In a nutshell: The Alliance for Open Media will launch a new brand to promote a royalty-free audio-video experience on consumer hardware, something Google has already achieved with the recently adopted AV1 codec. Should Dolby worry about the new venture?

Google has a plan to compete with the most recent and popular standards for audio and video contents controlled by Dolby, and it is internally known as "Project Caviar." During a presentation held behind closed doors for hardware manufacturers, Caviar was described as a means to create a "healthier, broader ecosystem" for premium media experiences without royalties.

Project Caviar involves the already established Alliance for Open Media, a partnership between some of the most important technology and media companies (Amazon, Apple, Microsoft, Meta, Netflix, Nvidia, Samsung) and Google itself, promoting the adoption of open source and royalty-free audio-video codecs like AV1.

Dolby was never mentioned during the confidential meeting, and yet Google seems to have targeted the San Francisco company and its proprietary technologies once more. Project Caviar should bring a free alternative to 3D spatial audio (ie Dolby Atmos) and Dolby's own HDR standard for color-rich visual experiences (Dolby Vision).

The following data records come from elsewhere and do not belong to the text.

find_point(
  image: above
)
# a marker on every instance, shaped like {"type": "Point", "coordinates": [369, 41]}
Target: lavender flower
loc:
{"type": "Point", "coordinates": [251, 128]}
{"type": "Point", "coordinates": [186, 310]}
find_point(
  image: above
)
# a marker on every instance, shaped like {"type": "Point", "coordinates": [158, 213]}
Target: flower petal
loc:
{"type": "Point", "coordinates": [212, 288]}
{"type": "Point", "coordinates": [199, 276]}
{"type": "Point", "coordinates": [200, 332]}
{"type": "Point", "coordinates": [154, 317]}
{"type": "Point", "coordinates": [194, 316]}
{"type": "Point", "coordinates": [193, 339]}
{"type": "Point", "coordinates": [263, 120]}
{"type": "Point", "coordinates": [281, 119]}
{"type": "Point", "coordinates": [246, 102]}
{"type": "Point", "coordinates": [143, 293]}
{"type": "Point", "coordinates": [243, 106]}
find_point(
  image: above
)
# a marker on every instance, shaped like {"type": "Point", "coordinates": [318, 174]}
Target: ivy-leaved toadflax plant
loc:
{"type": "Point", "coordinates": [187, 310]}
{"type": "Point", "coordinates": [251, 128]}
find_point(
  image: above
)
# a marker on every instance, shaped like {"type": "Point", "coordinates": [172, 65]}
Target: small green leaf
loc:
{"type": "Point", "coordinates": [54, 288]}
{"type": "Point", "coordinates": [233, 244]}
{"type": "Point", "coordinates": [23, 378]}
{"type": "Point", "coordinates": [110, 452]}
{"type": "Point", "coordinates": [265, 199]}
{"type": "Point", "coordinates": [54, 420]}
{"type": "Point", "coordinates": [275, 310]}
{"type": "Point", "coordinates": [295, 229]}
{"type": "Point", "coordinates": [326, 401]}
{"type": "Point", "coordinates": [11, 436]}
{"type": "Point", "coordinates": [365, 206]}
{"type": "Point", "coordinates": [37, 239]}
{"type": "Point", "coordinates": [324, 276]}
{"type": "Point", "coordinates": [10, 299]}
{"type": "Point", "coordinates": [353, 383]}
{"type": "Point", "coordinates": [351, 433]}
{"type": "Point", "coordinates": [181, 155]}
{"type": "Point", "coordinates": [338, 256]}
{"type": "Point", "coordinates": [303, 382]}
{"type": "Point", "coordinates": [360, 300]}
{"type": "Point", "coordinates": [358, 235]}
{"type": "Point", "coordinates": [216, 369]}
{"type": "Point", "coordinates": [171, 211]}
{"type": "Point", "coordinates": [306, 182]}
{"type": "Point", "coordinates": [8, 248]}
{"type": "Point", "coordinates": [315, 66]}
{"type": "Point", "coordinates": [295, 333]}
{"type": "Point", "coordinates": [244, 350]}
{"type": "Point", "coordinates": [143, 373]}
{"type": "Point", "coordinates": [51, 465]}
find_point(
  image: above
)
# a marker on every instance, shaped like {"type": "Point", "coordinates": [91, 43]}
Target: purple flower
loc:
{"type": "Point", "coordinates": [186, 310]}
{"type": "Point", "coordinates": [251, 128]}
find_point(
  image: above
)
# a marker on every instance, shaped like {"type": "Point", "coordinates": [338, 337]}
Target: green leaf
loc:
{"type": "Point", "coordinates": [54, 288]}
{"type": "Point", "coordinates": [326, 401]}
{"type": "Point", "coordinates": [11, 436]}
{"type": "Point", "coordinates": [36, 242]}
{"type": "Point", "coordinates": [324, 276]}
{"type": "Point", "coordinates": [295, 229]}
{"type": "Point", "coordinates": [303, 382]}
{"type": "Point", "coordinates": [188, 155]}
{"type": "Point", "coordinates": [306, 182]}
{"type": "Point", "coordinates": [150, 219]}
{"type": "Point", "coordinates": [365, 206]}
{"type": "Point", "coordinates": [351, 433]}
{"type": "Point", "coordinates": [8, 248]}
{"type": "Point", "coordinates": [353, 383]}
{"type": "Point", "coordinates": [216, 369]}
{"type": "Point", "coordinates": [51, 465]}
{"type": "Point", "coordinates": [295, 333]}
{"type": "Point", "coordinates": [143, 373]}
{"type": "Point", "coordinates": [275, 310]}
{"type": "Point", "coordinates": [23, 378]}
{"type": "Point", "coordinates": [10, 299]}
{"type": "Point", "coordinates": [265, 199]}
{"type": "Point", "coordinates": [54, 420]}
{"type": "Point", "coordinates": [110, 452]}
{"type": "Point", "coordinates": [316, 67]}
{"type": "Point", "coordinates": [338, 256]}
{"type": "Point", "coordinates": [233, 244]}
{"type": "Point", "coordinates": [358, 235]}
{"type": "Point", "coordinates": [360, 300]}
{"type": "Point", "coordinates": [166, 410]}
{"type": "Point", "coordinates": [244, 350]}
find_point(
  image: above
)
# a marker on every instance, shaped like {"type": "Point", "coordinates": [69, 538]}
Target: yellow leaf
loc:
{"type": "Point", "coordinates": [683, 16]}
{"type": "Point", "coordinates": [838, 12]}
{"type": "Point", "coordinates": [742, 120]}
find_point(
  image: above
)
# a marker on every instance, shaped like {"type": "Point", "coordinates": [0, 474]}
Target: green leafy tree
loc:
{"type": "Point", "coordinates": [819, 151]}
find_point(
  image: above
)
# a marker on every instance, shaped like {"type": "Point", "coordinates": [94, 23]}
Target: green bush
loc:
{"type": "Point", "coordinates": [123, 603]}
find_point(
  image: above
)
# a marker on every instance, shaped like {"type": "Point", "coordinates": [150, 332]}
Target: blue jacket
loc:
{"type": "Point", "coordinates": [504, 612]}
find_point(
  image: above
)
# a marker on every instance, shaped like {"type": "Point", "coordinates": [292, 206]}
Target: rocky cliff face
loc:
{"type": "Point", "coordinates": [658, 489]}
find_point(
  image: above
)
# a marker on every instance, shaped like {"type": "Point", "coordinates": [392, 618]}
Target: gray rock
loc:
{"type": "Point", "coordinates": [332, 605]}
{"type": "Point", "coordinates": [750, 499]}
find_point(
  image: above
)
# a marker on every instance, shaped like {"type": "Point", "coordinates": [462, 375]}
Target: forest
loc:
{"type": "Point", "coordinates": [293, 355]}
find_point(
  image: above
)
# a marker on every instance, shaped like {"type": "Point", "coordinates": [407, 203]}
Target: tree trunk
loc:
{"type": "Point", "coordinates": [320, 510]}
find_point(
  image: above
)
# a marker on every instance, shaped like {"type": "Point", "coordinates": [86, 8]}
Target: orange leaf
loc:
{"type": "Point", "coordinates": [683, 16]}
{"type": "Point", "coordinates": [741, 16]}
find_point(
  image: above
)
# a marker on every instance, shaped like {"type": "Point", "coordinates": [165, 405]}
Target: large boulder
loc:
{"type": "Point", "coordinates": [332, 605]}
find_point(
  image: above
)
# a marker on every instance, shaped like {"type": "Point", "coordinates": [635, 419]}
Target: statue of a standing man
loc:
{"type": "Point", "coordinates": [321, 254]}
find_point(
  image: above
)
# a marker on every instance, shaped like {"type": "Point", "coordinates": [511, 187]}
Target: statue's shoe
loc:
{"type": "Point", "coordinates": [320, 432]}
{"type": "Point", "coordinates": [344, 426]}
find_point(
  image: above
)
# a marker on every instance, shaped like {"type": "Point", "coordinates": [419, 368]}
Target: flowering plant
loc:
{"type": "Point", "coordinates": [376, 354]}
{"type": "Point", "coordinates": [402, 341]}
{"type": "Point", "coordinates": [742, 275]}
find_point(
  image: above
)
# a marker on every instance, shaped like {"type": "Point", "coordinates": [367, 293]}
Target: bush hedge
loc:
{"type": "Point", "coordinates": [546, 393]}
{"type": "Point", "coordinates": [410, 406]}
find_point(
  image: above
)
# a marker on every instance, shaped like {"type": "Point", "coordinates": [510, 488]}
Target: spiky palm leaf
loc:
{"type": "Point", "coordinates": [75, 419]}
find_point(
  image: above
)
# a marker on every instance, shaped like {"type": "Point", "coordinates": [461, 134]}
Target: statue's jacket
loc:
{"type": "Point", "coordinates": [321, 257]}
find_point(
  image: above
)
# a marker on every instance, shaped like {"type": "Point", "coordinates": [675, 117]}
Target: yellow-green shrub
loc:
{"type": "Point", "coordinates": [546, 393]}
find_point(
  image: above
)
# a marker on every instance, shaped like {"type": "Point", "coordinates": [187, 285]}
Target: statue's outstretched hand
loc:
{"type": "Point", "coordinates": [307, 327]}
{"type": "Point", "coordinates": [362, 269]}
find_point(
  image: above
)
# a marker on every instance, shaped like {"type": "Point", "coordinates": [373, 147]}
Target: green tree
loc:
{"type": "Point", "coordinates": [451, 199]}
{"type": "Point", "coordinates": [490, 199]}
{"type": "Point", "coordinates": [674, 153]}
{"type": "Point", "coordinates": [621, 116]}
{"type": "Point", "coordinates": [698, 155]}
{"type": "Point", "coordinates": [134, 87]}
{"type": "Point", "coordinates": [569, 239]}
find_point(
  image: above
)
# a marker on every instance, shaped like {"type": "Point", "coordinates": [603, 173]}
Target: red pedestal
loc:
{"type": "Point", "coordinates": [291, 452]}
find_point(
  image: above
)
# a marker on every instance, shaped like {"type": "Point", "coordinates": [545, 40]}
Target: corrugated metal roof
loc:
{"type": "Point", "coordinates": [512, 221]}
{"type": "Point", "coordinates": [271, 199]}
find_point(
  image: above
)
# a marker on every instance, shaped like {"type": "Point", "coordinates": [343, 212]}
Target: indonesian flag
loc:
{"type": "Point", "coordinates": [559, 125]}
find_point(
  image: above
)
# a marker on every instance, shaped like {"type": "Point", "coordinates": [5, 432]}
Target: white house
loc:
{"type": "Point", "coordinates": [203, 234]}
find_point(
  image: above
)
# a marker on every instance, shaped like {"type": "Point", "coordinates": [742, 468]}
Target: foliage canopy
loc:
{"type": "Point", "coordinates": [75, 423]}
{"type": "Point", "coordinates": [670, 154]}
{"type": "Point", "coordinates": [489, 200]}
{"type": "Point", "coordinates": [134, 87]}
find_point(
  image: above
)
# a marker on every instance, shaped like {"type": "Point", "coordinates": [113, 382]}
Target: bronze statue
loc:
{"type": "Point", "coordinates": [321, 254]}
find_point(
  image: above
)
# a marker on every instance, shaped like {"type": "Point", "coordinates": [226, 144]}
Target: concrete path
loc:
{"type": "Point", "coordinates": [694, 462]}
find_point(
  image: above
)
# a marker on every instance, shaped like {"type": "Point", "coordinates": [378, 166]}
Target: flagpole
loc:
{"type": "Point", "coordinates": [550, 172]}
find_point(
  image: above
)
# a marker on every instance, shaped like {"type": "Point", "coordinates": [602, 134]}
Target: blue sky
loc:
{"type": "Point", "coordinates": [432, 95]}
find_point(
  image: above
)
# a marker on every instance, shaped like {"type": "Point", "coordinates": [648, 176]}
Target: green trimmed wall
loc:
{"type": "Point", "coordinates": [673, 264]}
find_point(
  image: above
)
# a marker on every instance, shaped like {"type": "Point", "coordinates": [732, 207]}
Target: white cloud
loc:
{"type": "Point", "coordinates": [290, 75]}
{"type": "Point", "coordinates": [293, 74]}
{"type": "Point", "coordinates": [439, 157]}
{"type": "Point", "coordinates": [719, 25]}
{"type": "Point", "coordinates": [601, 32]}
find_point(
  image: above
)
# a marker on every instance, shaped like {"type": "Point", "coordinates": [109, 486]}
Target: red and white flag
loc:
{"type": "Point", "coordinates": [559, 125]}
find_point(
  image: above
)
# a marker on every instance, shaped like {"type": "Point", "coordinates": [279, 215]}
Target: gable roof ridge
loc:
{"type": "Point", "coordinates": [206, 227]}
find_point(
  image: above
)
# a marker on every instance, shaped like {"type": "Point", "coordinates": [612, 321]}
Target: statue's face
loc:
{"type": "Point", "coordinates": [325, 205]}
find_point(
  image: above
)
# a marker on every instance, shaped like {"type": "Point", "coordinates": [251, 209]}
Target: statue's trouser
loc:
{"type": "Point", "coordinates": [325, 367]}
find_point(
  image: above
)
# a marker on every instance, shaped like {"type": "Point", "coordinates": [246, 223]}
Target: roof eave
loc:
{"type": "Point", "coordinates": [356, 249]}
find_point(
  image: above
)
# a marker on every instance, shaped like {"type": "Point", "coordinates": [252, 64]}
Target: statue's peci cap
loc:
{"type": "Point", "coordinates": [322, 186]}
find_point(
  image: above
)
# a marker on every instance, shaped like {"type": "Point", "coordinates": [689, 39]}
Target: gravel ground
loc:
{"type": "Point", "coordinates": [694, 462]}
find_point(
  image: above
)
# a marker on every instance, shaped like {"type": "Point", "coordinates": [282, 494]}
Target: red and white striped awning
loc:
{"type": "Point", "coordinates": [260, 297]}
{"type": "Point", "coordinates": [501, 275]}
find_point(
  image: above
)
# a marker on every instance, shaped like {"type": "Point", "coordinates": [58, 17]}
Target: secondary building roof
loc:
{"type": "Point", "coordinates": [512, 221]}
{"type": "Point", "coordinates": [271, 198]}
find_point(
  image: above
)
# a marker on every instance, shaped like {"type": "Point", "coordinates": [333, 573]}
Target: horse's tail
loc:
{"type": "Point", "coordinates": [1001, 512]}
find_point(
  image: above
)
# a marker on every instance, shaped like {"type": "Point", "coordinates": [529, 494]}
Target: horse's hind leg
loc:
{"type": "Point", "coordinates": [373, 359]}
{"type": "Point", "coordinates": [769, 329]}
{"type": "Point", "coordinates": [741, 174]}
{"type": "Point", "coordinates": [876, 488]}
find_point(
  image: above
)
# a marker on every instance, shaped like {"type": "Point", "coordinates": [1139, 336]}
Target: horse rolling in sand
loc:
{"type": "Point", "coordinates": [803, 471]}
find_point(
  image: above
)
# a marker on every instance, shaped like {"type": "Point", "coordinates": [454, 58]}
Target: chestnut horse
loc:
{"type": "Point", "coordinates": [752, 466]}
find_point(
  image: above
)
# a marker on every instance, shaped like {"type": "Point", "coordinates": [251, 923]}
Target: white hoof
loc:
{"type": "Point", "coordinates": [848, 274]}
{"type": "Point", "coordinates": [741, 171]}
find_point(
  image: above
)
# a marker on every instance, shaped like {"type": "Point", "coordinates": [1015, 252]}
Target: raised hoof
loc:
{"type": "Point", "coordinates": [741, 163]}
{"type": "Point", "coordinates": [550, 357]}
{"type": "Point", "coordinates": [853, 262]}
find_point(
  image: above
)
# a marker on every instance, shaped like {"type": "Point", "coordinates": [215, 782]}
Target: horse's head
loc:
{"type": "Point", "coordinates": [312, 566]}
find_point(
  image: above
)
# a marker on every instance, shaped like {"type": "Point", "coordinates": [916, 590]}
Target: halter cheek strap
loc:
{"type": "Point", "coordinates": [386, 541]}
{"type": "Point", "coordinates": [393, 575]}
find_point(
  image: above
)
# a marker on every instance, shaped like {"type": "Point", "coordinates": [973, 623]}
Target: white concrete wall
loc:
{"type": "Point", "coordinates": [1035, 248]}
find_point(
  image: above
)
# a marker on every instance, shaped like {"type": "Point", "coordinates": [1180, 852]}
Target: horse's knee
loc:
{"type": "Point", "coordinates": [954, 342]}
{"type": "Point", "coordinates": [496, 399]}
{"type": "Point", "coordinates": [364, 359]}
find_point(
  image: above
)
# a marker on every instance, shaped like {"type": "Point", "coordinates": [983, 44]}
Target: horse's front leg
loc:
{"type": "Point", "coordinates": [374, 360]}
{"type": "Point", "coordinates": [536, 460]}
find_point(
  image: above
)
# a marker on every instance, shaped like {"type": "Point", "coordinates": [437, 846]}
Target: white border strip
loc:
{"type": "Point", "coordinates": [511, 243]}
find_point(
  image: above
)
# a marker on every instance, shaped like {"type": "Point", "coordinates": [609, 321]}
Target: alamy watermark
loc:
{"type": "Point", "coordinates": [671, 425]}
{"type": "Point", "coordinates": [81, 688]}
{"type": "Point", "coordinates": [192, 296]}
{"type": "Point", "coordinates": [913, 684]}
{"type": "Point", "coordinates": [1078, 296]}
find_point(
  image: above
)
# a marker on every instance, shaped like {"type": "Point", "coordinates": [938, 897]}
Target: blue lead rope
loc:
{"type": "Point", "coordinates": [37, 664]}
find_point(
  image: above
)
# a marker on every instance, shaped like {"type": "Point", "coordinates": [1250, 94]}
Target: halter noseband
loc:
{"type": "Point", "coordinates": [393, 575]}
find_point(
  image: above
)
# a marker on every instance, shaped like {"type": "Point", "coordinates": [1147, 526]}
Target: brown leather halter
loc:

Dolby Atmos and Dolby Vision have essentially become the standard for high-end media consumption, either via a streaming service like Netflix or in the home video niche with Blu-ray releases and home theater devices. The final price of each one of these products includes a fee companies pay to Dolby, to include next-gen surround sound and high-dynamic range colors in their content.

Project Caviar strives to cut down the aforementioned fees, while winning support from hardware manufacturers at the same time. Thanks to its YouTube ubiquitous video streaming service, Google has already achieved excellent results in this area with widespread hardware support for the AV1 video codec, and now the company plans to try again with Dolby's most recent tech.

Unlike AV1 and the "codec wars" of the past years, however, this time there seems to be no talk about a brand-new audio or video technology: Project Caviar would adopt already existing codecs for both HDR and surround sound content while bringing a new, consumer-recognizable brand on the market at the same time.